Establishing thresholds that if exceeded would potentially halt the broker-dealer’s trading might prevent errors such as Knight’s, in which the firm mistakenly bombarded US markets with errant orders, they said. The proposal for a so-called kill switch was made by a “working group” of exchange and trading professionals before a Securities and Exchange Commission (SEC) meeting about technology malfunctions next week.
Regulators are bringing together executives at exchange and trading companies and academics to discuss ways to limit technology errors on American securities venues. The increasing role of automated trading and faster computers has come under greater scrutiny after Knight’s $440 million (Dh1.62 billion) loss, which led to a rescue deal to avert bankruptcy, and the botched initial public offerings (IPOs) of Facebook Inc. and Bats Global Markets Inc.

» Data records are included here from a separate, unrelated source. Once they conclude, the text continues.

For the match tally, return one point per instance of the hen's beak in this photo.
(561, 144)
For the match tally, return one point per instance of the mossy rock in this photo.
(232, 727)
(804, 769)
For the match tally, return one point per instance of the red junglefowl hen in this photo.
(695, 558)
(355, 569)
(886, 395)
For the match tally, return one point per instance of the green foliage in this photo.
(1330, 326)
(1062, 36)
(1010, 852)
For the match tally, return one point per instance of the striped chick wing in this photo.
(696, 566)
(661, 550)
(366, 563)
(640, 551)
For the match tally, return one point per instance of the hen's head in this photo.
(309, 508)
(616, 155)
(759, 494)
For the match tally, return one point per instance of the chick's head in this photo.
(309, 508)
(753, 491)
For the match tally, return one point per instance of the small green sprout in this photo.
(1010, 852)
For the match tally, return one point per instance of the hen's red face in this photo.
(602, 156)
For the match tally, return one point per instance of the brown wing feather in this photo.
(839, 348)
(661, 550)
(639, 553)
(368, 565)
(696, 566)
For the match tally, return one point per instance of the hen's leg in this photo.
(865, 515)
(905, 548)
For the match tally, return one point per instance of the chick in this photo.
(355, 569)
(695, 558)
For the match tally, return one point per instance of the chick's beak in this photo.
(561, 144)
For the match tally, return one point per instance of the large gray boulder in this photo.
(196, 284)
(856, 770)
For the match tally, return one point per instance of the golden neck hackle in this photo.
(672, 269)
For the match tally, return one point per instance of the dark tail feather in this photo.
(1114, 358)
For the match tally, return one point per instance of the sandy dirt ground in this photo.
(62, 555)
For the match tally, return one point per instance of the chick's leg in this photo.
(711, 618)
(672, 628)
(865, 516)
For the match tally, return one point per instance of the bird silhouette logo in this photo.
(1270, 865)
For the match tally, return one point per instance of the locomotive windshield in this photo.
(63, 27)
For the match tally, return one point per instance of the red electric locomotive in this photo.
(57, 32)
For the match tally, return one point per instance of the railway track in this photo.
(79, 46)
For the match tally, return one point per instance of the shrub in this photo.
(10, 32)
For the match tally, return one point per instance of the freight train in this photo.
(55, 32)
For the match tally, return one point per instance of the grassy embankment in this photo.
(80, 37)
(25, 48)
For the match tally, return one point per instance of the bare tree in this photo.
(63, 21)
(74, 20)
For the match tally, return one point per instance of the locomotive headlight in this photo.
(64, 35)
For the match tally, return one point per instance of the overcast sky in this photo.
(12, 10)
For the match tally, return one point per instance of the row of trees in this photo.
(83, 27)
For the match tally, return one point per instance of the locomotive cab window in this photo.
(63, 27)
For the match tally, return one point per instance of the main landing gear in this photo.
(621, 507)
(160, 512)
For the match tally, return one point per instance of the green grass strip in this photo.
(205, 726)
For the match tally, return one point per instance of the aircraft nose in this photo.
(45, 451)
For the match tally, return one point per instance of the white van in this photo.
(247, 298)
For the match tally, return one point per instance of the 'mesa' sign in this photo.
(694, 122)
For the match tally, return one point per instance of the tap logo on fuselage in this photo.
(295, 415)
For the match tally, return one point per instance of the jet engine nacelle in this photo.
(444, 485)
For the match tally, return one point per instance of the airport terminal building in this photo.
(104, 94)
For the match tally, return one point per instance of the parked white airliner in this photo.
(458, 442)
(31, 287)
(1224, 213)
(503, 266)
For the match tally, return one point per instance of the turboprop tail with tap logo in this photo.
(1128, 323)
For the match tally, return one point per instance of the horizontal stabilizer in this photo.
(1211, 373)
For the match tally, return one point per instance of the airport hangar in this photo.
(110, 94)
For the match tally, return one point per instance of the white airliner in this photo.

“Supplemental controls could serve to further mitigate the risks associated with technology problems that are either not caught by broker-dealer risk management systems or that occur due to some other market event,” the group wrote in a letter to the SEC. “A multi-layered approach with multiple, independent, coordinated and overlapping risk checks is important.”
The group includes exchange operators NYSE Euronext and Nasdaq OMX Group Inc., brokers and banks, and officials of the Depository Trust & Clearing Corp. (DTCC) and Financial Industry Regulatory Authority (Finra). They suggested ways to address “significant unintended market activity that could arise from technology issues.” Bats, Direct Edge Holdings LLC and the Chicago Stock Exchange signed the letter. Other participants include units of Bank of America Corp., Citigroup Inc. and JPMorgan Chase & Co.
Existing checks insufficient
Risk controls complementing those instituted by brokers are needed since existing curbs such as the single-stock circuit breakers and the so-called clearly erroneous execution policy for cancelling trades failed to prevent Knight’s loss, the group wrote. The broker’s activity included “abnormally high order and trade volume” even though most price swings among stocks affected by the error were small, the letter said.
Under the kill-switch proposal, firms would be subject on each exchange to daily limits based on their “peak net notional exposure,” a measure of trading that adds net long and net short positions on that venue. When an alert is triggered by reaching the threshold, the broker would conduct a review and possibly raise its limit should the activity be justified.
The exchange would shut down the firm’s trading if it continued to breach the level, restarting it only after receiving a verbal confirmation from the broker, the group said. The level could also be adjusted to reflect fluctuations in industry or an exchange’s volume that day.
While Bats supported the implementation of a kill switch, it raised concerns that it could crimp “legitimate trading activity,” the firm said in a separate letter on Friday.
“Bats is concerned about the additional complexity and associated potential unintended consequences of independent and uncoordinated controls at each exchange,” the company wrote. Controls based on the activity an exchange sees could cause the “inappropriate invocation of a kill switch in response to legitimate trading activity migrating from one exchange to another, possibly when another exchange is experiencing a technology problem,” Bats said.
Additional study should focus on developing new “quantitative controls to better detect abnormal trading behaviour in real time,” the group told the SEC. A longer-term response may be to introduce controls coordinated through the DTCC’s clearing agency subsidiaries, which can track a firm’s total positions across all of its trading, their letter said.
The SEC should allow the National Securities Clearing Corp. (NSCC), a subsidiary of DTCC, to speed up its guarantee of trades between two parties, the group said. NSCC currently guarantees trades at midnight a day after the trade date, or what’s known as T+1. Quicker guarantees that trades will be cleared will reduce risks resulting from another party’s potential default, it said.
The group didn’t suggest overhauling specifications for when exchanges or Finra may cancel trades, a rule known as the clearly erroneous execution policy that was made uniform across stock exchanges after the May 6, 2010, flash crash and which prevented Knight from voiding more trades and limiting its loss. Introducing discretion on when transactions are cancelled “would lead to a lack of certainty that would increase the likelihood and severity of market disruptions,” the firms said.
The suggestions come as the SEC is working to turn 20-year-old policies on how exchanges manage their automated systems into regulations. SEC chairman Mary Schapiro said two days after Knight’s debacle that she asked her staff to hasten plans to convert the so-called automation review policy programme, established after the 1987 market crash to ensure that exchanges and clearing agencies have the capacity to handle sudden surges in trading, into a rule.
The requirements may be extended to large brokers and dark pools, or private venues that don’t display orders, David Shillman, associate director in the SEC’s division of trading and markets, said at a conference in New York on September 13. The aim is to codify and expand rules designed to enhance market stability and make them “enforceable,” he said.
The automation guidelines should be mandated in a rule, William O’Brien, CEO of Direct Edge, said in a phone interview last week. Exchanges also need better ways to disseminate information when there is a trading or market problem, he said.